Making builder code look like output code

One of the big challenges with updating Drupal Code Builder for Drupal 8 has been the sheer variety of code to be output. On earlier versions of Drupal, it was just about hooks, and all that needed to be done was to take the API documentation code and replace 'hook_' with the module name. There were info files too, and Drupal 7 added the placing of hooks into different .inc files, but compared to this, Drupal 8 has things like plugin annotations, fluent method calls for content entity baseFieldDefinitions(), FormAPI arrays, not to mention PHP class methods, and more.

But one of the things I enjoy about working on DCB is that I am free to experiment with different ideas, much more so than with work on core or even contrib. It is its own system, without any need to work with what a framework supplies, and it has no need to be extensible. So I can try a new way of doing things as often as I want, and clean up when I've had time to figure out which way works best.

For example, up until recently, the code for a field definition in baseFieldDefinitions() was getting generated in three different ways.

First, the old-fashioned way of doing it line by line, then concatenating the array with a "\n" to make the final code. This is the way most of the old code in DCB was done, but with things that need handling of terminal commas or semicolons, and nesting indents and so on, it was starting to get really clunky.

So then I tried writing something loosely inspired by Drupal's RenderAPI. Because that's a nice big hammer that seems to fit a lot of nails: make a big array of data, chuck your stuff into it, then hand it over to something that makes the output. Except, not so good. Writing the code to make the right sort of array was fiddly.

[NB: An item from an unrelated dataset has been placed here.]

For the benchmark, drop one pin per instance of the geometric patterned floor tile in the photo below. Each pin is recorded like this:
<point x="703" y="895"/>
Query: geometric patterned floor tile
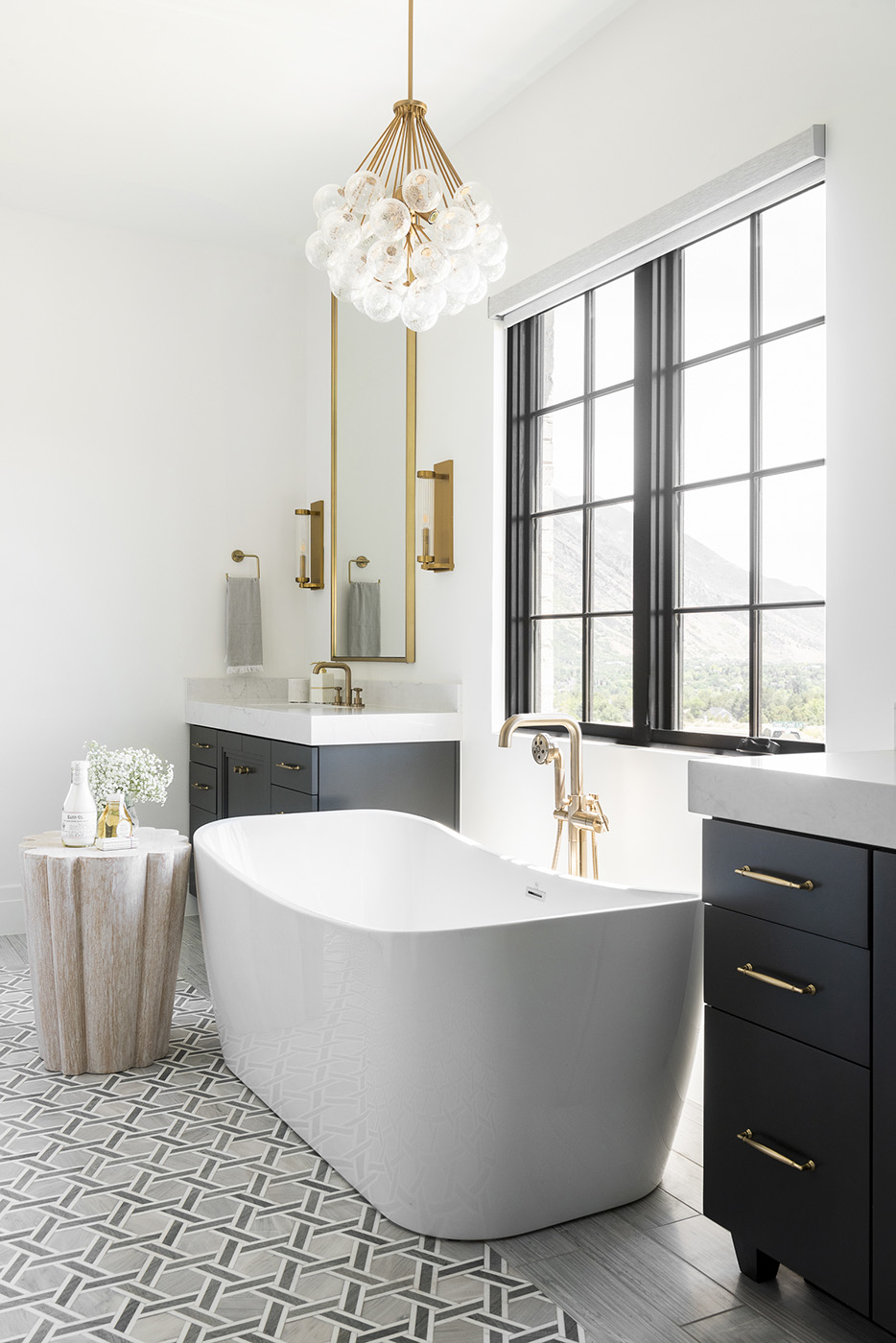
<point x="170" y="1205"/>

The array of data needed to combine actual data and metadata (such as the class of an annotation), which added levels to the nesting.

Then I hit on an idea: baseFieldDefinitions() fields are a fluent interface, like this:

$fields['changed'] = BaseFieldDefinition::create('changed')
  ->setLabel(t('Changed'))
  ->setDescription(t('The time that the node was last edited.'))
  ->setRevisionable(TRUE)
  ->setTranslatable(TRUE);

What if the code that builds this could be the same, to the point where you could just copy-paste code from, say, the node entity class, and make a few tweaks? Creating the code in DCB would be much simpler, and having the DCB code look like the output code would make debugging easier too.

Using a class with the magic __call() method lets us have just that: a renderer object that treats a method call as some information about code to render. Here's what the builder code for the base field definition code looks like now:

$changed_field_calls = new FluentMethodCall;
$changed_field_calls
  ->setLabel(FluentMethodCall::t('Changed'))
  ->setDescription(FluentMethodCall::t('The time that the entity was last edited.'));
if ($use_revisionable) {
  $changed_field_calls->setRevisionable(TRUE);
}
if ($use_translatable) {
  $changed_field_calls->setTranslatable(TRUE);
}
$method_body = array_merge($method_body, $changed_field_calls->getCodeLines());

It's not yet perfect, as the first line isn't done by this, and the handling of the t() calls could do with some polish; probably by creating a separate class called something like FunctionCall, such that FunctionCall::somefunction() returns the code for a call to somefunction().

But the efficiency and elegance of this approach has led me to devise a new principle for DCB: builder code should look as much as possible like that code that it outputs.

So applying this approach to outputting annotations, the code now looks like this:

$annotation = ClassAnnotation::ContentEntityType([
  'id' => 'cat',
  'label' => ClassAnnotation::Translation("Cat"),
  'label_count' => ClassAnnotation::PluralTranslation([
    'singular' => "@count content item",
    'plural' => "@count content items",
  ]),
]);
$annotation_lines = $annotation->render();

Magic methods used there as well, this time for static calls. The similarity to the output code isn't as good, as annotations aren't PHP code, but it's still close enough that you can copy the code you want to output, make a few simple changes, and you have the builder code.

This work has embodied another principle that I've come to follow: complexity and ugliness should be pushed down, hidden, and encapsulated. Here, the ClassAnnotation and FluentMethodCall have to do fiddly stuff like quoting string values, recurse into nested arrays. They have to handle special cases, like the last line of a fluent call has a semicolon and the last line of an annotation has no comma. All of that is hidden from the code that uses them. That can get on with doing the interesting bits.